La portière claque. « Voyez ce jeune, il n’habite pas une cité pourrie des ! Et pourtant, il veut s’en aller », commente Richard, le chauffeur. Rodé aux confidences des clients, ce quadra amoureux de sa ville l’affirme : « A Marseille, les gens souffrent. Du manque de boulot, de transports en commun, de logements… Ils n’ont plus confiance, ni droite ni gauche. Ils ont envie que ça pète. J’en entends dire de plus en plus : J’ai jamais été , mais on a tout essayé et cette fois, je tente l’extrême. Comme un dernier recours. » Quelques minutes plus tard, la cliente suivante, Stéphanie, 37 ans, en est l’illustration vivante : « Nous, les petits salariés, on n’a le droit à rien. On se sent exclus de notre propre pays », confie cette ex-électrice UMP, employée d’un bailleur social.

15 heures

Entre le Prado et la Rose. 
Après un appel de la centrale, le taxi prend David, 44 ans, chauffeur de bus à la RTM. Ce fils d’ouvrier qui a grandi en cité, enfant de l’immigration italienne, a « toujours voté à gauche » à Marseille. Mais l’époque où la politique l’intéressait « autant que le cinéma et le ballon » est révolue. « Comme pour le Père Noël, je n’y crois plus. C’est devenu une mafia en cravate. La révolution, ce serait que plus personne n’aille voter. » « Déçu », il l’a été par Sarkozy, dont il aimait « le franc-parler », même s’il ne votait pas pour lui. Il l’est aussi du maire sortant. « Gaudin a divisé Marseille en deux. Il a beaucoup investi pour rénover le centre, en repoussant les pauvres vers le nord. Les loyers du centre sont devenus inaccessibles, il est impossible de se reloger en HLM. Il a créé de la pauvreté. » Richard renchérit : « La ville a le beau temps, des quartiers rénovés, plein d’atouts qui attirent les cadres. Et de l’autre côté, la précarité, qui pousse au système D et au business. »

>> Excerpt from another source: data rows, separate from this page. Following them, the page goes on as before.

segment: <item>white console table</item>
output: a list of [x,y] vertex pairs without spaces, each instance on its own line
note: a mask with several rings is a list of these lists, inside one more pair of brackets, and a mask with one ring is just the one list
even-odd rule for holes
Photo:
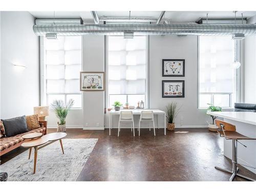
[[[222,117],[224,121],[236,125],[237,131],[241,134],[251,138],[256,138],[256,113],[242,112],[223,112],[207,113],[208,115]],[[241,140],[241,143],[247,146],[238,144],[238,157],[256,167],[256,140]],[[224,154],[231,159],[232,141],[224,139]],[[243,163],[240,160],[238,163]],[[245,167],[256,174],[256,169]]]
[[158,127],[159,128],[159,115],[164,116],[164,135],[166,135],[166,118],[165,116],[165,112],[160,110],[151,110],[151,109],[134,109],[134,110],[121,110],[120,111],[115,111],[112,110],[110,112],[110,119],[109,119],[109,126],[110,126],[110,135],[111,134],[111,129],[112,129],[112,117],[114,115],[120,115],[120,112],[122,111],[132,111],[134,115],[140,115],[140,113],[142,111],[152,111],[154,115],[157,115],[158,117]]

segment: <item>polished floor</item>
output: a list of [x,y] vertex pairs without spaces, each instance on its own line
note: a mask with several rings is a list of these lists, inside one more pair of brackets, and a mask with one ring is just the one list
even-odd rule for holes
[[[56,131],[48,130],[48,133]],[[131,130],[70,129],[68,138],[98,138],[98,140],[77,181],[228,181],[230,175],[215,168],[230,168],[223,156],[223,138],[206,129],[141,131],[134,137]],[[65,147],[64,145],[64,147]],[[26,150],[22,147],[1,157],[2,163]],[[256,179],[243,167],[239,172]],[[245,181],[237,178],[235,181]]]

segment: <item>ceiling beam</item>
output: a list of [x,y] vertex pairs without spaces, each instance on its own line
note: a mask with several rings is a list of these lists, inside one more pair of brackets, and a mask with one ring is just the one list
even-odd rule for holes
[[161,22],[161,20],[162,20],[162,18],[163,18],[163,15],[164,15],[164,13],[165,13],[165,11],[163,11],[161,13],[159,17],[158,18],[158,19],[157,19],[157,23],[156,24],[160,24]]
[[97,12],[96,11],[91,11],[91,13],[92,13],[92,15],[93,16],[93,20],[94,20],[95,24],[98,24],[99,20]]

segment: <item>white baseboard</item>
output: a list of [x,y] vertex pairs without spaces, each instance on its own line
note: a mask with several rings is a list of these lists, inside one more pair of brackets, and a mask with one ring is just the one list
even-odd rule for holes
[[[104,129],[109,129],[109,126],[105,126],[104,127],[84,127],[83,126],[81,125],[68,125],[66,126],[67,129],[82,129],[83,130],[104,130]],[[118,126],[112,126],[113,129],[118,129]],[[131,127],[122,127],[122,129],[130,129]],[[135,126],[135,128],[138,128],[138,127]],[[141,129],[148,129],[148,126],[145,126],[145,127],[141,127]],[[151,127],[152,128],[152,127]],[[158,127],[157,126],[156,126],[156,129],[158,129]],[[191,128],[191,129],[195,129],[195,128],[208,128],[208,125],[175,125],[175,128],[177,129],[179,129],[179,128]],[[57,129],[57,126],[56,125],[48,125],[47,126],[47,129]],[[164,129],[163,126],[160,126],[159,129]]]
[[[112,126],[113,129],[118,129],[118,126]],[[122,129],[130,129],[131,126],[130,127],[122,127]],[[138,129],[138,126],[135,127],[135,128]],[[141,129],[148,129],[148,126],[146,126],[146,127],[141,127],[140,128]],[[152,126],[151,127],[151,128],[152,128]],[[155,126],[156,129],[158,129],[157,126]],[[159,129],[164,129],[164,127],[163,126],[159,126]],[[191,128],[191,129],[195,129],[195,128],[208,128],[208,125],[175,125],[175,128]],[[109,126],[105,126],[105,129],[109,129]]]
[[104,127],[83,127],[83,130],[104,130]]
[[[83,129],[83,126],[81,125],[66,125],[67,129]],[[57,129],[56,125],[47,125],[47,129]]]

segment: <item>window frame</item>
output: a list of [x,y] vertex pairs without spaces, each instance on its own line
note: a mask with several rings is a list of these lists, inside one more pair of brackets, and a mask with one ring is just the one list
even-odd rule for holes
[[[230,36],[231,38],[231,36]],[[231,93],[200,93],[199,92],[199,87],[200,87],[200,75],[199,75],[199,61],[200,61],[200,35],[197,36],[197,108],[198,109],[207,109],[207,107],[200,107],[199,106],[199,97],[200,94],[203,95],[211,95],[211,101],[214,101],[214,99],[212,99],[212,98],[214,97],[214,95],[220,95],[220,94],[229,94],[229,106],[228,107],[222,107],[223,109],[233,109],[232,103],[232,96],[231,95]],[[236,55],[237,60],[239,61],[241,63],[241,41],[239,41],[239,42],[237,44],[237,46],[236,47],[236,49],[237,50],[236,53],[237,55]],[[236,69],[236,101],[234,101],[234,102],[240,102],[241,101],[241,68],[242,67],[242,63],[241,66]],[[212,103],[214,104],[214,103]]]
[[[109,94],[109,77],[108,77],[108,70],[109,70],[109,63],[108,63],[108,53],[109,53],[109,36],[121,36],[122,35],[106,35],[104,38],[104,47],[105,47],[105,71],[106,71],[106,91],[105,95],[105,108],[112,108],[112,104],[110,103],[110,94]],[[148,35],[136,35],[136,36],[143,36],[146,38],[146,82],[145,84],[145,94],[111,94],[111,95],[126,95],[126,100],[127,101],[128,96],[131,95],[145,95],[144,108],[147,109],[149,108],[149,99],[148,99],[148,77],[149,77],[149,66],[148,66],[148,44],[149,44],[149,36]],[[123,103],[124,104],[124,103]],[[136,106],[135,106],[136,107]]]
[[[83,94],[81,91],[80,93],[47,93],[47,81],[46,81],[46,65],[45,65],[45,55],[44,50],[44,36],[40,36],[39,38],[40,46],[40,105],[49,105],[49,109],[51,109],[51,106],[48,103],[49,95],[63,95],[65,96],[65,103],[66,103],[67,96],[68,95],[80,95],[81,99],[81,106],[80,108],[72,108],[71,110],[82,110],[83,108]],[[83,37],[81,36],[81,70],[83,70]],[[79,78],[80,81],[80,77]],[[64,79],[65,80],[65,79]]]

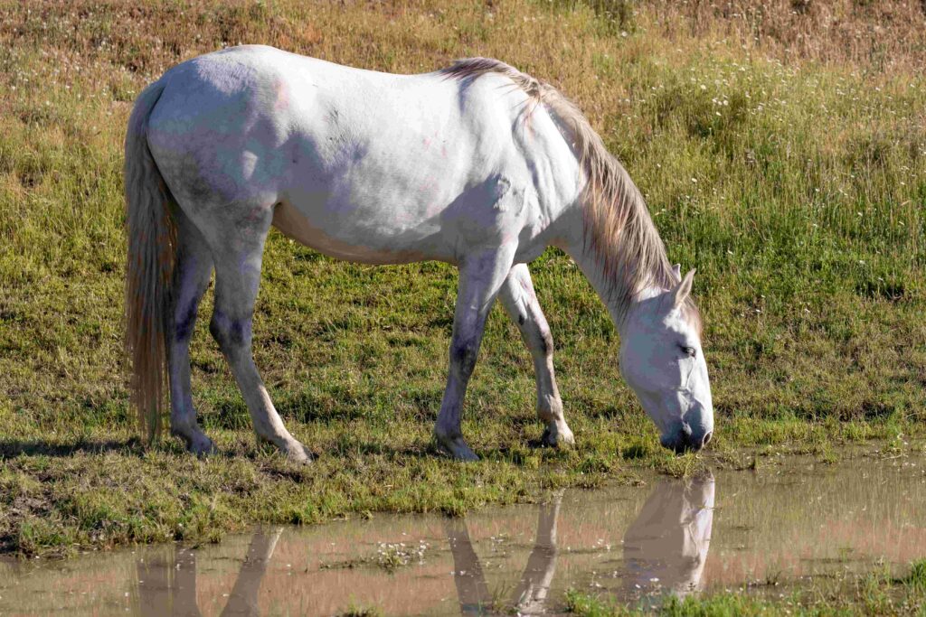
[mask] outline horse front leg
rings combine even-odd
[[[511,267],[513,253],[513,247],[496,248],[472,254],[460,264],[454,329],[450,339],[450,371],[441,413],[434,425],[434,438],[438,446],[460,461],[479,460],[466,444],[460,431],[463,397],[476,365],[479,346],[485,330],[485,318]]]
[[[546,424],[542,442],[546,446],[570,446],[572,431],[563,416],[563,401],[553,371],[553,335],[540,309],[526,264],[517,264],[502,285],[499,299],[531,351],[537,378],[537,415]]]

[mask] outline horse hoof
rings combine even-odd
[[[552,429],[547,426],[544,429],[544,436],[540,438],[541,443],[549,448],[569,448],[574,446],[576,438],[572,436],[572,431],[569,426]]]
[[[306,446],[302,445],[298,441],[288,444],[283,450],[288,458],[293,463],[300,463],[302,464],[307,465],[312,463],[315,459],[315,454]]]
[[[435,435],[434,439],[437,441],[438,450],[452,459],[457,461],[479,461],[479,457],[474,451],[469,450],[469,446],[466,445],[466,441],[461,437],[442,438]]]
[[[191,454],[194,454],[199,458],[212,456],[219,451],[216,450],[216,444],[212,442],[212,439],[206,437],[206,435],[202,433],[189,439],[186,444],[186,449]]]

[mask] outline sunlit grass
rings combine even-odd
[[[618,377],[600,302],[556,251],[532,270],[578,448],[531,447],[542,427],[530,356],[495,311],[464,422],[483,461],[437,458],[455,271],[344,264],[276,233],[255,353],[319,461],[296,468],[255,446],[207,318],[194,397],[221,454],[134,441],[120,344],[125,121],[169,67],[239,42],[405,72],[483,55],[550,80],[625,163],[671,259],[698,269],[717,452],[830,460],[844,443],[923,434],[926,83],[915,41],[896,51],[906,62],[805,57],[787,32],[743,41],[727,18],[658,2],[5,2],[0,15],[3,550],[201,541],[253,521],[374,510],[459,513],[703,464],[659,448]]]

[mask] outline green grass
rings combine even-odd
[[[318,462],[295,467],[255,444],[207,318],[194,400],[220,454],[195,460],[172,439],[143,448],[120,343],[125,121],[169,66],[238,42],[408,72],[492,56],[577,101],[646,195],[670,258],[698,269],[721,463],[757,464],[745,450],[769,448],[832,460],[845,443],[922,437],[917,65],[824,63],[791,54],[787,37],[741,40],[722,16],[694,31],[694,18],[657,2],[590,6],[0,2],[0,550],[459,513],[705,464],[659,449],[618,376],[603,306],[556,251],[532,271],[578,448],[531,447],[542,426],[530,356],[496,310],[465,411],[482,461],[435,456],[456,272],[336,262],[276,233],[255,354]]]
[[[655,607],[619,604],[607,598],[570,591],[567,610],[579,617],[734,617],[739,615],[922,615],[926,610],[926,561],[916,561],[908,574],[896,577],[888,570],[845,575],[835,581],[816,579],[778,597],[725,591],[680,599],[669,597]]]

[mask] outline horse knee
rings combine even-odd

Quartier Saint-Just, le taxi passe à côté du Bateau bleu, siège du conseil général. David s’exclame : « Ah Guérini, c’est scandaleux qu’il soit encore là! Même si les juges n’arrivent pas à l’attraper, pour moi, c’est un voyou. Mennucci, à côté, il me donne presque envie, parce que c’est le seul socialiste marseillais encore propre. »

17 heures

Du Vieux-Port à Saint-Savournin.
Paul, 44 ans, artisan en électricité, a voté « à droite » durant trente-cinq ans à Marseille. Il y travaille mais a choisi de ne plus y habiter après la naissance de son fils, il y a dix ans. « Pour son éducation », justifie-t-il. Vus de son village, situé au-delà d’un péage au nord-est, l’agitation de Marseille, ses soucis de propreté ou ses « magouilles de colleurs d’affiches » aux élections paraissent bien lointains. « Par référendum, on a voté contre le rattachement à la communauté urbaine. On veut pas payer pour la métropole. » Lui aussi entend beaucoup parler du FN. « Le Marseillais, il est cosmopolite, c’est pas le côté racisme. C’est un ras-le-bol, un vote sanction, pour dire : Ecoutez-moi, j’suis pas content. »

19 h 30

Gare Saint-Charles. 
Sortie des bouchons, c’est l’heure du « coup de feu » et des arrivées du soir. A l’affût, Richard décroche un bon client : originaire de Lyon, Philippe, la cinquantaine, cadre sup chez EDF, a choisi la région pour sa future retraite. Marseille, le Sud, le soleil, il adore. « Il y a du potentiel. » Mais il préfère résider hors ses murs. « Loin de la foule et des cités. »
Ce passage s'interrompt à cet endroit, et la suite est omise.